Ji Hyang Padma has combined an academic career with her vocation as a spiritual teacher. Ji Hyang served as Director of Spirituality & Education as well as a Buddhist chaplain at Wellesley College for fourteen years. Additionally, she has served as a meditation teacher at Harvard University, Boston University, Babson College, Esalen Institute and Omega Institute.

Ji Hyang Padma has done intensive Zen training and teaching in Asia and North America for 20 years. She has completed several 90-day intensive retreats in Korea and North America. Ji Hyang has also served as Director and Abbot of Cambridge Zen Center, one of the largest Zen Centers in the country.

Ji Hyang holds a doctorate in psychology from the Institute of Transpersonal Psychology/Sofia University. Her dissertation research focused on consciousness & healing, through the lens of traditional Buddhist healing practices.

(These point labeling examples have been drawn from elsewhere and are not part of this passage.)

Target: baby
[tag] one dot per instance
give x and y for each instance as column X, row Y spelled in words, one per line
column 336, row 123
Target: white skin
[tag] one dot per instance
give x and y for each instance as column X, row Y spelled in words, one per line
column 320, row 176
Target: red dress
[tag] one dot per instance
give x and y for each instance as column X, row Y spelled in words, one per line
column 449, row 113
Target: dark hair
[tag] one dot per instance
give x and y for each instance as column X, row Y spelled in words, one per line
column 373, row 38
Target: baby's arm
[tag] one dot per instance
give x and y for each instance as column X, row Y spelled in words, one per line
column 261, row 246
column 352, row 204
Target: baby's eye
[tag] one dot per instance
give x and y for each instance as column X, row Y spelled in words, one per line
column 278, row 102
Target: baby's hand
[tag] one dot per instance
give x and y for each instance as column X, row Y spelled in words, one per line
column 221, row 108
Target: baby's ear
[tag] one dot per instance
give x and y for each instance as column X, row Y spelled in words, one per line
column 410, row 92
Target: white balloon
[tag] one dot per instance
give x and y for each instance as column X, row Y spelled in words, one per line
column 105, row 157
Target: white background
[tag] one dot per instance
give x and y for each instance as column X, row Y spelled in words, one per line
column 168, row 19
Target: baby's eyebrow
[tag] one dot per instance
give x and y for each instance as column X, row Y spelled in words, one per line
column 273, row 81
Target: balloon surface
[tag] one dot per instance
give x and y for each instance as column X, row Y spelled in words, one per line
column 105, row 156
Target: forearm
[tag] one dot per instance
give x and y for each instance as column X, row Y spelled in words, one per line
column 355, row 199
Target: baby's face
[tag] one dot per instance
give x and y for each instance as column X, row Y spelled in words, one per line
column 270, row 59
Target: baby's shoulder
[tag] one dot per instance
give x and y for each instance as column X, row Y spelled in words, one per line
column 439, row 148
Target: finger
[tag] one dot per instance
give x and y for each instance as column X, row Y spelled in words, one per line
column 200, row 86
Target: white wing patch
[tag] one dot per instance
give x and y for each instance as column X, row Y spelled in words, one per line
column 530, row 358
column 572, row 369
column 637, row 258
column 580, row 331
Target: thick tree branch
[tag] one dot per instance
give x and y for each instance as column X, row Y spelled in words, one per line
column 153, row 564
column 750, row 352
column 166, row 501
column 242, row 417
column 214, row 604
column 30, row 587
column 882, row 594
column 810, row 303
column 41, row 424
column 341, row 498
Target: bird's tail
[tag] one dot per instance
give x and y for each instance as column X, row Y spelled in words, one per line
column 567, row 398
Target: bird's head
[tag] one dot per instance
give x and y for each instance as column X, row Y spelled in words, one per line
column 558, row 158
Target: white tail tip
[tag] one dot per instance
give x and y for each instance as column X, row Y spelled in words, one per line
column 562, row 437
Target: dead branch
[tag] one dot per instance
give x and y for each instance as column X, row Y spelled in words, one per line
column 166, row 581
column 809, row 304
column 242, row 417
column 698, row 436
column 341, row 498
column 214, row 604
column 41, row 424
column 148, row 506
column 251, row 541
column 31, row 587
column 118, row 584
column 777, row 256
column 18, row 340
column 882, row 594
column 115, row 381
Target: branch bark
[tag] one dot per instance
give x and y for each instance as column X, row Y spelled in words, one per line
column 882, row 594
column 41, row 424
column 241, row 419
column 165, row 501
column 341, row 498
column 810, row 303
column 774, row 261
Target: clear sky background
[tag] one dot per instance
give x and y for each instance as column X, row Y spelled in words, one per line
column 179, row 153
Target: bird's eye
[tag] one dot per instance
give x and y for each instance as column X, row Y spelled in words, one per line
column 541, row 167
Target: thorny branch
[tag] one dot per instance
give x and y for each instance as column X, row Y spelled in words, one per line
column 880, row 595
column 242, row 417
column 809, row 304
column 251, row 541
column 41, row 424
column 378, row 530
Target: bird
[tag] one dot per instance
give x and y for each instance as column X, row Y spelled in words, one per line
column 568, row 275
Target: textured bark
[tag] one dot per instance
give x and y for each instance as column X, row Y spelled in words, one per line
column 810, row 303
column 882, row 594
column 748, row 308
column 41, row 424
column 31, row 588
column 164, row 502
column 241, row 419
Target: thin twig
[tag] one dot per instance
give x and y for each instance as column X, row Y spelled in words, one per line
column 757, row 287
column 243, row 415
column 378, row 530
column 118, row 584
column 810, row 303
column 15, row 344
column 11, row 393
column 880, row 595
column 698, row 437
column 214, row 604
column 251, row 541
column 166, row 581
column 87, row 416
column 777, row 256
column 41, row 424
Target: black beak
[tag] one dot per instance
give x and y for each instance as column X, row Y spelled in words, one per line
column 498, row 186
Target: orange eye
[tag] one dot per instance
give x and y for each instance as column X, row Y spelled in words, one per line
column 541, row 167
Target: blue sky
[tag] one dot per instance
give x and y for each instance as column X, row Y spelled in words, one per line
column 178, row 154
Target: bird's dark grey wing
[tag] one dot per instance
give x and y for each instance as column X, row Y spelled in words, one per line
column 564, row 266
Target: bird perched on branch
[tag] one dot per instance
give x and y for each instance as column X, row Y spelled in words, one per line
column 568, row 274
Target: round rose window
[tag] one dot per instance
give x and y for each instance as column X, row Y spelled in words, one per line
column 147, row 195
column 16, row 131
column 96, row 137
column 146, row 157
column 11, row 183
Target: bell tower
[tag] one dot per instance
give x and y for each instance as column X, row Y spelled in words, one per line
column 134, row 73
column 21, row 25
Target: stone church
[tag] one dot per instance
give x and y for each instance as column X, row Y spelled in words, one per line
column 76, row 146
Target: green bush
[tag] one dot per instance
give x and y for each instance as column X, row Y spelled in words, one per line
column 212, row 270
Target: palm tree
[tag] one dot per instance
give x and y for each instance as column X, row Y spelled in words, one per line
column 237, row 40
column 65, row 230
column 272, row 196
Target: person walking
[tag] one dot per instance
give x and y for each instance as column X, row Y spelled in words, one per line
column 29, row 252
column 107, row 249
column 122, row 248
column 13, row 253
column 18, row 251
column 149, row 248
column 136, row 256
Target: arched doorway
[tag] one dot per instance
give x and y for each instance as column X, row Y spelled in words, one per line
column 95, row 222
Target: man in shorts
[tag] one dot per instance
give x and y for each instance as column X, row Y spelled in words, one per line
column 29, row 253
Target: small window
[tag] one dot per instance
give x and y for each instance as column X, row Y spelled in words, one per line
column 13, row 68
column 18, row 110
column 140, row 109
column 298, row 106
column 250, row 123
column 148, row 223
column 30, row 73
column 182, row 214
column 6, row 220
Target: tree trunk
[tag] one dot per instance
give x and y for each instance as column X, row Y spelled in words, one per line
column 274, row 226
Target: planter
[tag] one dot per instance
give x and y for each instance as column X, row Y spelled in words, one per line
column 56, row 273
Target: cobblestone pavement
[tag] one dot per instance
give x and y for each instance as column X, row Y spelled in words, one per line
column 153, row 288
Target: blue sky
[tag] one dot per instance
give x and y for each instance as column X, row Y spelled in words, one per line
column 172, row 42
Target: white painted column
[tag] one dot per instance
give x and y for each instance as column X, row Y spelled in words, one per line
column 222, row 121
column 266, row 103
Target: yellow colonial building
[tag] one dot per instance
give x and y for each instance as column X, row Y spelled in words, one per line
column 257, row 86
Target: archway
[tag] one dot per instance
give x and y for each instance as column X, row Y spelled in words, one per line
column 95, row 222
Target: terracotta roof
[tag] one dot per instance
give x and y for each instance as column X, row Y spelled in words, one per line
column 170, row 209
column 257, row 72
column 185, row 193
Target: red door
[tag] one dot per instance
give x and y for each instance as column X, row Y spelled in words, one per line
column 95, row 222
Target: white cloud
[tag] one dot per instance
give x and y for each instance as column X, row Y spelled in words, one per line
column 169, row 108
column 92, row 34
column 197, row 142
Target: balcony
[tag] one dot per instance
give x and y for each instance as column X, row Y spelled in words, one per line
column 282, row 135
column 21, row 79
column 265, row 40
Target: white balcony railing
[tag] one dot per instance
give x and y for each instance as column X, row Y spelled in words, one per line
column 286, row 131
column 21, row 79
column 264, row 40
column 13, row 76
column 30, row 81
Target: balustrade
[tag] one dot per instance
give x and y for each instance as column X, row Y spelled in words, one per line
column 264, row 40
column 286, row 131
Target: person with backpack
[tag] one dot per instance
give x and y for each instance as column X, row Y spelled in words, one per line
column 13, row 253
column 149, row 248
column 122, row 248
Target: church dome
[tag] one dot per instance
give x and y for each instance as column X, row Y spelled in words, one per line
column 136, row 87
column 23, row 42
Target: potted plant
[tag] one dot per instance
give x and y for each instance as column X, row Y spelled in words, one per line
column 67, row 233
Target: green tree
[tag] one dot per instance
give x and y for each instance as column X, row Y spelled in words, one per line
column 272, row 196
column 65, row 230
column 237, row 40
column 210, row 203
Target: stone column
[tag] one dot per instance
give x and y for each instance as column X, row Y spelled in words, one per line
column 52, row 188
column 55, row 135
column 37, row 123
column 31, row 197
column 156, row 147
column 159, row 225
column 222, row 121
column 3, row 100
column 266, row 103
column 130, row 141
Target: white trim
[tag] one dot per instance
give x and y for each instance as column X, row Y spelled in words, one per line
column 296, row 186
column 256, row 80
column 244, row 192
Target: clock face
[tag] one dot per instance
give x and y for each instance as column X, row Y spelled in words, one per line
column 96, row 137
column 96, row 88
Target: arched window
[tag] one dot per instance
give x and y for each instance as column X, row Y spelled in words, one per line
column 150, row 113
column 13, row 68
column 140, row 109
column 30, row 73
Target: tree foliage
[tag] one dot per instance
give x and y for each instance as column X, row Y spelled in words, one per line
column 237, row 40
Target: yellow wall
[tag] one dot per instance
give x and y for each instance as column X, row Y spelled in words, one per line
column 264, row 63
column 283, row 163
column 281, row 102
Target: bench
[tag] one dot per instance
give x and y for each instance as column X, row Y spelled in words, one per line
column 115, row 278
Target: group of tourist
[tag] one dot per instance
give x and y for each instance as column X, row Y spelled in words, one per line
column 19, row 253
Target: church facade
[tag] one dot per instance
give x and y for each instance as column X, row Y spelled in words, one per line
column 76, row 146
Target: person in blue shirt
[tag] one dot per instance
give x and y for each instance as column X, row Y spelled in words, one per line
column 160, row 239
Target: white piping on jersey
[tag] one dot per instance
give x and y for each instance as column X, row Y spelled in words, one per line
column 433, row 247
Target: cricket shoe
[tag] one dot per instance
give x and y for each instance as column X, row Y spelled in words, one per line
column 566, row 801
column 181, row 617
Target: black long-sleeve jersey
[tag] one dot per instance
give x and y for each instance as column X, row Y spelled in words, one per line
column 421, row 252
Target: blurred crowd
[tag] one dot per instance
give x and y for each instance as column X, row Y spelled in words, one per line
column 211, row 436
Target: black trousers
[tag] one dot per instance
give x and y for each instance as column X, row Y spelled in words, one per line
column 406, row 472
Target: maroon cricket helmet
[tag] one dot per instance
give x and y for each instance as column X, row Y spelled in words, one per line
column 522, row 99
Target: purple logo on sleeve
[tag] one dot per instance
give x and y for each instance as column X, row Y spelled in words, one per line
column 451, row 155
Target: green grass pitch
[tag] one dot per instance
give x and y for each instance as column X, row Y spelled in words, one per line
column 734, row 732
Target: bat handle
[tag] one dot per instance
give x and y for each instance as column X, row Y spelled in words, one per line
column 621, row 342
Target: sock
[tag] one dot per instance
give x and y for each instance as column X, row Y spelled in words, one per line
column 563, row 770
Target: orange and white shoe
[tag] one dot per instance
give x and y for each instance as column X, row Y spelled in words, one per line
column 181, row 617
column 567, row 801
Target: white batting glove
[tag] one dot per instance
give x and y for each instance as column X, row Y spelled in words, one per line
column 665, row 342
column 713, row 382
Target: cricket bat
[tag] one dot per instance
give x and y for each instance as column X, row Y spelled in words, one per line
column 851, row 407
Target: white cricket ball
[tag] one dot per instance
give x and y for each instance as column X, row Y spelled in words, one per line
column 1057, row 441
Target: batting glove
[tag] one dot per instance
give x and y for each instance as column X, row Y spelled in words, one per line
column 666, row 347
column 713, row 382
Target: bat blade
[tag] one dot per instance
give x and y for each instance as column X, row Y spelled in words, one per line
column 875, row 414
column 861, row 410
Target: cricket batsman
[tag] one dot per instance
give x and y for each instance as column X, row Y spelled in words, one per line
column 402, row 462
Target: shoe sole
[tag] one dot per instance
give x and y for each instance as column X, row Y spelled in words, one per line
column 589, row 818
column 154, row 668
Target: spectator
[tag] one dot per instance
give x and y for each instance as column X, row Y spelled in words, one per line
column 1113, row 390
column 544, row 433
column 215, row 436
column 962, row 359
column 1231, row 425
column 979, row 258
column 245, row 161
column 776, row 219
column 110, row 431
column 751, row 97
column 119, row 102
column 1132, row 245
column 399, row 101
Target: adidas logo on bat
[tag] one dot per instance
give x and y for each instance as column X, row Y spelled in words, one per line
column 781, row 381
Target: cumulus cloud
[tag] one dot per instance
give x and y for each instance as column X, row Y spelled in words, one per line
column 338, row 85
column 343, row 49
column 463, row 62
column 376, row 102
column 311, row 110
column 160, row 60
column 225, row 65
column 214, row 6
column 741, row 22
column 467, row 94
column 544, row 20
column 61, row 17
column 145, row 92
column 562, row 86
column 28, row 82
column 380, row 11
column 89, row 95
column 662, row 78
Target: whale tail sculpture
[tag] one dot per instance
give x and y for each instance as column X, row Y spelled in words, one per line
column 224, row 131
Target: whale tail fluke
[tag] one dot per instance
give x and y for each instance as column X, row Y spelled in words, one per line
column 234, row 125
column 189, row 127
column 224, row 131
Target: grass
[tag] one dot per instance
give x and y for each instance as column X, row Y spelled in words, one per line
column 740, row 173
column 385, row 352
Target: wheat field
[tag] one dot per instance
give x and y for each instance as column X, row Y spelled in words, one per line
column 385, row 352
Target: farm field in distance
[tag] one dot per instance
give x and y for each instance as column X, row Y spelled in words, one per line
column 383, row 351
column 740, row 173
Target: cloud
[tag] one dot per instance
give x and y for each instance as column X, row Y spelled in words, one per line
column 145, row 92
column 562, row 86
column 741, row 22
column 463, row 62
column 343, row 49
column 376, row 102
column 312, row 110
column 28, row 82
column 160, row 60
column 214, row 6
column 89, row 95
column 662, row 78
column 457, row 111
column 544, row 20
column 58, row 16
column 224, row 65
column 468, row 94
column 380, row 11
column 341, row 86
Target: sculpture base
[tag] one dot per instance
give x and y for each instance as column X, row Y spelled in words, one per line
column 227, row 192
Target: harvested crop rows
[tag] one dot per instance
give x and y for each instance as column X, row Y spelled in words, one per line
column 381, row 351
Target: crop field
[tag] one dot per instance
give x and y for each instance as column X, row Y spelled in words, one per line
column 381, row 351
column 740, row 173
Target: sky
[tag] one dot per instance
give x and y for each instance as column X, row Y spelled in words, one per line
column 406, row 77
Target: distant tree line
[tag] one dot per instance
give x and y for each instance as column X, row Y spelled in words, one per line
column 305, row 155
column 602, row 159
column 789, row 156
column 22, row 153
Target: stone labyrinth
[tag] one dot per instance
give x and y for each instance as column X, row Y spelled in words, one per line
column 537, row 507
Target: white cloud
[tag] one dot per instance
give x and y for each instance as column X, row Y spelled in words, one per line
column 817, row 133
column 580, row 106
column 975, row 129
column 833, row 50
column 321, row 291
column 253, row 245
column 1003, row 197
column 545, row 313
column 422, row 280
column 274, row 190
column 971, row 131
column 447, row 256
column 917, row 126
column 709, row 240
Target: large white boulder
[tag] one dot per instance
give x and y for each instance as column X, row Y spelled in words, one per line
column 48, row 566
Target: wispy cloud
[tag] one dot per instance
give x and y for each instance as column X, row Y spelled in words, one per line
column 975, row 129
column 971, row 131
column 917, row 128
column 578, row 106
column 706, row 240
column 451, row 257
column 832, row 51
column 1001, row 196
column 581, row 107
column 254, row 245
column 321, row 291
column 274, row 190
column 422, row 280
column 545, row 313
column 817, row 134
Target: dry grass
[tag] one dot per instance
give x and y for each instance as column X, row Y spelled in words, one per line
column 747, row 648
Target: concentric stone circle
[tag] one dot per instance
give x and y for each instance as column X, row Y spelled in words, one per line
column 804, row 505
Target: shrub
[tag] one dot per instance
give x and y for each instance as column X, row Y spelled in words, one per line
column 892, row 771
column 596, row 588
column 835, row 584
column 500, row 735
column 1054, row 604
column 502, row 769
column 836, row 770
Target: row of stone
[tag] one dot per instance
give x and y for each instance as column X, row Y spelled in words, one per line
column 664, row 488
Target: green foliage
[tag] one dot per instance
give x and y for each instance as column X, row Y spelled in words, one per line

She currently serves as Director of the Comparative Religion & Philosophy Program at the California Institute for Human Science.

Ji Hyang’s recent writing has been published in Education as Transformation, Our Neighbor’s Faith: Stories of Interfaith Encounters, Arts of Contemplative Care: Pioneering Voices in Buddhist Chaplaincy and Pastoral Work, and From Text to Life: Religious Resources for Inter-religious Engagement. Her first book, Zen Practices for Transformative Times, was released by Quest Books in 2013.

In her private practice, Ji Hyang integrates Eastern and Western psychology with indigenous and core shamanic healing and energy psychology to support the client’s healing into the fullness of joy and wisdom.